Visa, Mastercard, Alipay, and others may elbow their way into the mobile money game. Photo: Le Toan |
Promoting non-cash payments is a priority task for the Vietnamese government, with the ambition that cashless transactions exceed one-third of all transactions nationwide in the coming months.
Nguyen Manh Hung, Minister of Information and Communications, has confirmed that mobile money will officially be deployed on a national scale from next month.
As such, Vietnam’s vast tech-affine, young population and nearly 100-per-cent mobile subscription rate would help a string of companies, including foreigners, to rack up users as well as revenue in the market.
“With the State Bank of Vietnam (SBV) not imposing a foreign investment cap and with an already booming ecosystem of fintechs in Vietnam, the potential for foreign telecom operators and investors to provide mobile money services is immense,” Riddhi Dutta, regional director of fintech Backbase in Asia told VIR.
Under Article 3.13 of the draft amendments to Decree No.101/2012/ND-CP issued in 2012 on non-cash payments, mobile money means electronic money issued by an intermediary payment service provider providing telecommunications services and identifying customers through a mobile subscriber database.
The draft decree put an explicit threshold of 49 per cent on foreign ownership in intermediary payment service providers. This aims to attract foreign funds but also ensure the active participation of Vietnamese enterprises. However, after due review, the SBV has decided to scrap this suggestion as it believes that foreign investment has played a key role in the formation of the domestic payments landscape since providers heavily rely on technology.

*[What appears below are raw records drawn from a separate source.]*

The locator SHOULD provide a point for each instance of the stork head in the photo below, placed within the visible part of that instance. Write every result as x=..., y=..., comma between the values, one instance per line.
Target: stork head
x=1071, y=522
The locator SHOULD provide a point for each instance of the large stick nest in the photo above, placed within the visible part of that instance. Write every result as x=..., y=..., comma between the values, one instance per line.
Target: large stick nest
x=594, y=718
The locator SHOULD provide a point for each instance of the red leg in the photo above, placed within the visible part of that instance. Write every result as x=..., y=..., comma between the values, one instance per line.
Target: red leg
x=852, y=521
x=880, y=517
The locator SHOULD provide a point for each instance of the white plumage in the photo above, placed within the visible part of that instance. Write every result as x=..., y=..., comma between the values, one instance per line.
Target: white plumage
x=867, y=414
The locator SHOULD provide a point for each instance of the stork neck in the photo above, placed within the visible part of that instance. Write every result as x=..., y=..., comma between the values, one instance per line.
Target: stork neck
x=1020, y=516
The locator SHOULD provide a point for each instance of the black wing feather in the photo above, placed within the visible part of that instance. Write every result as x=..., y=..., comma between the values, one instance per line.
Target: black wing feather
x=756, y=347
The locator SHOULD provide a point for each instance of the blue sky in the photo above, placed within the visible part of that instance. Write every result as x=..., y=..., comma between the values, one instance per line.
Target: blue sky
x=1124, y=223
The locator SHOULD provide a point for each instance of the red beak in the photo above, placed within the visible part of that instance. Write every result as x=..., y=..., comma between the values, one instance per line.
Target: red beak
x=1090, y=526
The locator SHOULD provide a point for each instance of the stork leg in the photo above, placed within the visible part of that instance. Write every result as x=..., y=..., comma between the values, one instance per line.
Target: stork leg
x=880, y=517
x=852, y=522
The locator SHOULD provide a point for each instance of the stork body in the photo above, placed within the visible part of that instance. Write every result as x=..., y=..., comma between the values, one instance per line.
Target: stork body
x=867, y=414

According to Dutta, limiting foreign ownership would hamper foreign investment in the e-payment sector and fintech in general.
Winnie Wong, country manager of Mastercard in Vietnam, told VIR that the firm is now co-operating with relevant parties, including banks, to offer advanced payment solutions that seamlessly process and protect billions of transactions.
“We are looking forward to working with mobile money partners in Vietnam to provide safe and secure payment transactions for customers,” she emphasised.
This is not the first time Mastercard expresses its keen interest in mobile money services. A few months ago, Mastercard partnered up with Airtel Africa, a telecommunications and mobile money services provider, to allow its mobile money users to use a virtual Mastercard and QR codes to make payments.
Visa, the world’s leader in digital payments, also struck up a partnership with some African firms to give more customers access to virtual Visa cards for digital payments or remittance transactions.
Currently, Visa is putting its best efforts into bringing cutting-edge payment technologies to the Vietnamese market and is highly likely to roll out mobile money-related services.
In addition, Alipay, a smartphone-based payment system backed by Ant Financial from Alibaba Group, has more than one billion active users. The firm hopes to increase customer base to two billion worldwide by 2025.
In Asia, Ant Financial has been investing in local mobile payment services in India, Indonesia, Malaysia, the Philippines, Singapore, South Korea, and Pakistan. The Economist reported that the corporation invested $184.5 million to acquire 45 per cent of Telenor Microfinance Bank (TMB), which manages Pakistan’s biggest mobile money service, Easypaisa.
Alipay could also be making inroads into the market. Last December, Ant Financial quietly acquired a sizeable stake in Vietnamese e-wallet eMonkey, while Lazada Vietnam (also backed by Alibaba) incorporated eMonkey into its platform. However, it is still too soon to say if these foreign giants would jump onto the mobile money bandwagon.
Dutta of Backbase pointed out vast potential for foreign companies to capitalise. Specifically, unlike mobile wallets like Momo, Zalopay, or ViettelPay, which require users to transfer money from a bank account to their wallet, mobile money users only need a mobile account to carry out small payments.
Given Vietnam’s high mobile penetration rate and large unbanked population, mobile money could bring basic financial services to those living in remote areas.
State-owned VNPT and military-run Viettel have been licensed by the SBV to implement mobile money services, while MobiFone is waiting for the approval. A national database has also been built for issuing personal identification numbers, as well as adopting e-KYC (electronic Know-Your-Customer).
Nguyen Son Hai, deputy general director of VNPT, noted that Vietnam has immense potential in terms of mobile money deployment as mobile phone subscriber density has reached 100 per cent of the population.
“It only takes one month for us to roll out the service in the market after getting the license. VNPT will launch the service at our 100,000 selling points nationwide, promoting cashless payment as subscribers are increasingly turning to e-commerce,” said Hai.
Mobile money will reach new heights if local authorities approve small-sized financial transactions to purchase goods and services.
Nguyen Thanh Nam, Viettel Group’s deputy general director, unveiled that the group has been in full throttle to launch the new service right after receiving the licence.
Accordingly, Viettel has developed the necessary infrastructure for service provision from rural to urban areas, with more than 50,000 points of sales and 200,000 transaction points nationwide.